Zu Lauris musikalischen Freunden hingegen zählen ja bekanntermaßen auch Ville Valo und die Jungs von Apocalyptica. Letztere durften dann auch dem Song ‘Dead Promises’ das bittersüße Cello-Sahnehäuptchen aufsetzen. “Sie haben 60 oder 80 Spuren mit Cellos eingespielt, was den Mixer zur Verzweifelung getrieben hat. Die Cellos klingen nämlich sehr gitarrenartig und wir haben schon haufenweise Gitarren in diesem Song. Er ist vielleicht der härtestes auf der Platte.” Womit wir wieder beim Gegensätze-Konzept wären.
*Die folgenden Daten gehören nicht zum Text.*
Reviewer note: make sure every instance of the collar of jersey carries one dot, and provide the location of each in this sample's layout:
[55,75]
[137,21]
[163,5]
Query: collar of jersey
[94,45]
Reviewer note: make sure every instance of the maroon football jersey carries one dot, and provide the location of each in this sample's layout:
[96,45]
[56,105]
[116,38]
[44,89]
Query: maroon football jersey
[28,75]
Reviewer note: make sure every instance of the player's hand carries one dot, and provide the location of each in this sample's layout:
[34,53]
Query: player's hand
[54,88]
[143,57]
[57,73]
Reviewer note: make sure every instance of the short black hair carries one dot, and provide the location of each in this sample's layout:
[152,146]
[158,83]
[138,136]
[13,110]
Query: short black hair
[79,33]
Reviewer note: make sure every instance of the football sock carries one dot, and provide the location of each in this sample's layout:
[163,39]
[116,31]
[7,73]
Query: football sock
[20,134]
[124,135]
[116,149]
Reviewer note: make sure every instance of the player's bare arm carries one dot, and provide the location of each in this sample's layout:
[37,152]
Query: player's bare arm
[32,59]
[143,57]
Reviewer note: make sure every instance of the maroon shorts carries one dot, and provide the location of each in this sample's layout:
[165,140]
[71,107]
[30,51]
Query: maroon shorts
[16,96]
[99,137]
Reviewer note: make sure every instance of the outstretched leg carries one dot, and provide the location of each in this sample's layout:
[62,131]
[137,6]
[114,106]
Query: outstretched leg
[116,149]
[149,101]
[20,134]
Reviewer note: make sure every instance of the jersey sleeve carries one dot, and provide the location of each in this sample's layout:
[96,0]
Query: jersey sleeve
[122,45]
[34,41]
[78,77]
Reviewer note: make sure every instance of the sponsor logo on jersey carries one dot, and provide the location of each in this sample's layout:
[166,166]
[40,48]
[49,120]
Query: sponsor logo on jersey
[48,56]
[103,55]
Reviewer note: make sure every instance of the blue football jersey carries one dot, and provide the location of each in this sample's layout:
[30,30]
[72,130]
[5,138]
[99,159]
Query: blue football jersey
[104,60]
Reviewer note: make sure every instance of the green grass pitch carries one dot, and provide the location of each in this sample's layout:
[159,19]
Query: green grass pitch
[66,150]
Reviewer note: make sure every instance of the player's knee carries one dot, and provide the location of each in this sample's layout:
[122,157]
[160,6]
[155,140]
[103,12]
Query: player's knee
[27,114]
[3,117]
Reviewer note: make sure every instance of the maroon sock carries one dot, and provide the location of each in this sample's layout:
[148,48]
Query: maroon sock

“Es gibt ein paar harte Riffs, aber manches ist auch noch softer als früher. Der Song ‘Sail Away’ zum Beispiel. Das ist eine Nummer, die ich auf der Akustikgitarre geschrieben habe. Ich saß im Proberaum auf dem Boden und habe es den Jungs vorgespielt. Die meinten, dass man das so einfach wie möglich belassen sollte. Letztlich haben wir dann auch nur noch ein paar Geigen dazugemischt.” Auch wenn damit jetzt der Eindruck entstehen könnte, Lauri sei ein großer Fan von ausufernder digitaler Auftürmtechnik, so sei anghemerkt, dass der Mann Computer eher für “ein Werk des Teufels” hält. “Man kann tolle Loops und Sounds machen, aber das nützt dir auch nichts, wenn du nicht den richtigen Song hast.” Was uns in diesem Zusammenhang dann auf ein ganz anderes, aber dennoch – im übertragenen Sinne – naheliegendes Thema bringt: Star Wars. Lustigerweise haben nämlich The Rasmus gerade genauso viele Alben draußen, wie George Lucas nunmehr abgeschlossene Sternenkriegersaga Episoden. Na, welchem Teil entspricht denn dann wohl die neue Platte? “Ich würde sagen, es ist wahrscheinlich ‘The Empire Strikes Back’ oder ‘Return Of The Jedi’. Kling beides wie ein guter Albumtitel. Ich entscheide mich aber für ‘Empire’, das ist der coolere Film.” Und angesichts des bevorstehenden erneuten Chartangriff-Rundumschlags durch ‘Hide From The Sun’ eine treffende Wahl, Lauri. Auch wenn ihr in Wahrheit natürlich ganz und gar zu den Guten gehört.